Court Opinion

ID: 7891429
Source: CourtListenerOpinion
Date Created: 2022-09-08 21:49:21.026091+00
Date Added: 2024-06-11T16:31:55.901988
License: Public Domain

LeGrand, C. J.,
delivered the opinion of this court.
This is a case under the lien law of 1841, chapter 76, and its supplements, growing Out of a claim for lumber furnished on or about the erection and construction of the building described in the proceedings.
The whole amount of lumber furnished, as appears from the account of the plaintiffs, is $631.74. On the account credits are given, for cash and lumber, to the amount of $497.21, leaving a balance of $202.83. The credit for lumber is $323.83.
To the claim of $202.83, the defendants filed their plea of set-off, stating that the plaintiffs, before and at the time of filing their lien, and the issuing of the scire facias thereon, and from thence have been and still are, indebted “unto the Parker Vein Coal Company in a much larger sum of money than the money due and owing from the said J. Philip Roman and Chas.

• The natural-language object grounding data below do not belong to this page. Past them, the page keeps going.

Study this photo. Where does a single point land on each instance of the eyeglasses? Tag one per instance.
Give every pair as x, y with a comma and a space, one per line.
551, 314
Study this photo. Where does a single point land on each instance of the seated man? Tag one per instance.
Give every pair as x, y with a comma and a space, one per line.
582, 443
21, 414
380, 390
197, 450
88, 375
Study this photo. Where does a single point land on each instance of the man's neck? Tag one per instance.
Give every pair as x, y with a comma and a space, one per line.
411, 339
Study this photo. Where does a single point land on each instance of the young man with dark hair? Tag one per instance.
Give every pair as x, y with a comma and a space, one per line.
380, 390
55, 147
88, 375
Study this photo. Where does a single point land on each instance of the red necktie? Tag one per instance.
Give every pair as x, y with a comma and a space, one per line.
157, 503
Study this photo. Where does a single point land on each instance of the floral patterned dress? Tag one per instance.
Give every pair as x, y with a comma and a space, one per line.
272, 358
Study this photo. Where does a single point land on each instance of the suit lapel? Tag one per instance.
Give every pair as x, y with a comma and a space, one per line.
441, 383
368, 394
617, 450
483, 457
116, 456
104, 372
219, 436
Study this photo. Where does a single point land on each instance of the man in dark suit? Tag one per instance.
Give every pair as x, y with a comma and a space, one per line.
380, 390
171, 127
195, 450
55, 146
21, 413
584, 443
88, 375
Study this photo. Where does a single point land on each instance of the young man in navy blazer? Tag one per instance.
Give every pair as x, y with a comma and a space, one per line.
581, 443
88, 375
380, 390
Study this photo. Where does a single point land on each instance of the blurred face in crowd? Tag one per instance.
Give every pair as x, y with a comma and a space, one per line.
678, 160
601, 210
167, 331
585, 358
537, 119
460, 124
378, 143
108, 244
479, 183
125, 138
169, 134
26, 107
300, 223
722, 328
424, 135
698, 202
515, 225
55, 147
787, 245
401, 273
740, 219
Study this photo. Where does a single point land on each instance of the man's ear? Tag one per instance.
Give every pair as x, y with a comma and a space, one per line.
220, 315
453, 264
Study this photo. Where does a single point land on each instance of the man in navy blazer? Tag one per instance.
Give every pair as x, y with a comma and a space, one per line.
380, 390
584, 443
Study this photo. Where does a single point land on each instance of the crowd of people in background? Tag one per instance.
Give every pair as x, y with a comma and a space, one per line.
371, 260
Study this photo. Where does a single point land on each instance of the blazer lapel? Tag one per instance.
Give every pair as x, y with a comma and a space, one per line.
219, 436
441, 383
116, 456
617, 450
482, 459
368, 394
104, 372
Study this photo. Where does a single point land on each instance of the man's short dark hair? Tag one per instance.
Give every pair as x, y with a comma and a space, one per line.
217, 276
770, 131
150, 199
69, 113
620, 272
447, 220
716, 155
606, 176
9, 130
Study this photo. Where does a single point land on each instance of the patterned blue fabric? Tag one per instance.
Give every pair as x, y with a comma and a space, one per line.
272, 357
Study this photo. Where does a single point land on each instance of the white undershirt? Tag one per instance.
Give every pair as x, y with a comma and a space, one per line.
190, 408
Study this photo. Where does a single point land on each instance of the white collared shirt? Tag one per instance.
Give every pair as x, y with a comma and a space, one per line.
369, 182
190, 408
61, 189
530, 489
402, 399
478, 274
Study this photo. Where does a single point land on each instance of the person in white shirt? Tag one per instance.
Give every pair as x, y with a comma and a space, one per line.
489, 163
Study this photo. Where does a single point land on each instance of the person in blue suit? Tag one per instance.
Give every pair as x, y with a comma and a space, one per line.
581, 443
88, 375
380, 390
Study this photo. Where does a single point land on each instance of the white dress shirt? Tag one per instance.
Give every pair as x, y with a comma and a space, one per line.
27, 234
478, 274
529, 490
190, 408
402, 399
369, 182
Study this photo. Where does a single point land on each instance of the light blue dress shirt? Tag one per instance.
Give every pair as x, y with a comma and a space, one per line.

S. Darrow, and for which the said Dilley &. Walker have filed their said lien against the said Roman and Darrow, to wit, in the sum of $366.60, current money, for lumber sold and delivered by the said Parker Vein Coal Company to Dilley & Walker, before that time, at the special instance and request of the said Dilley & Walker, which said sum of money still remains wholly due and owing and unpaid to the said J. Philip Roman and Charles S. Darrow, by the said Dilley & Walker, and which sum exceeds the damages sustained by the said Dilley & Walker,” &>c.
To this plea the plaintiffs replied, that at the time of filing their lien, to wit, on the 29th day of Januaiy 1855, and from thence hitherto, the Parker Vein Coal Company have been and still are indebted unto them in another and further sum of money than the sum so mentioned in the scire facias, to wit, the sum of $400, for lumber, goods and chattels sold and delivered to the Parker Vein Coal Company, for which the plaintiffs have no lien or other security, and out of which sum so due and owing, the plaintiffs are ready and willing and offer to set-off and allow to the defendants the sum alleged by them in their plea to be due and owing to them.
*341(Decided Oct. 9th, 1861.)
To this replication there was a demurrer, which was sustained by the court.
The demurrer mounts up to the first error in pleading, and requires the court to give judgment accordingly. We think the plea of set-off of the defendants is defective in this: — it does not appear, on its face, that the claim alleged as a set-off is due from the plaintiffs to the defendants, nor that the defendants are assignees of the Parker Vein Coal Company. If the defendants be assignees, it should have been alleged that the debt was due the assignor before the assignment, and the assignment to the defendants, also, should have been alleged. In these particulars the plea is defective, and being so, the court erred in sustaining the demurrer to the plaintiffs’ replication.

Judgment reversed and procedendo awarded.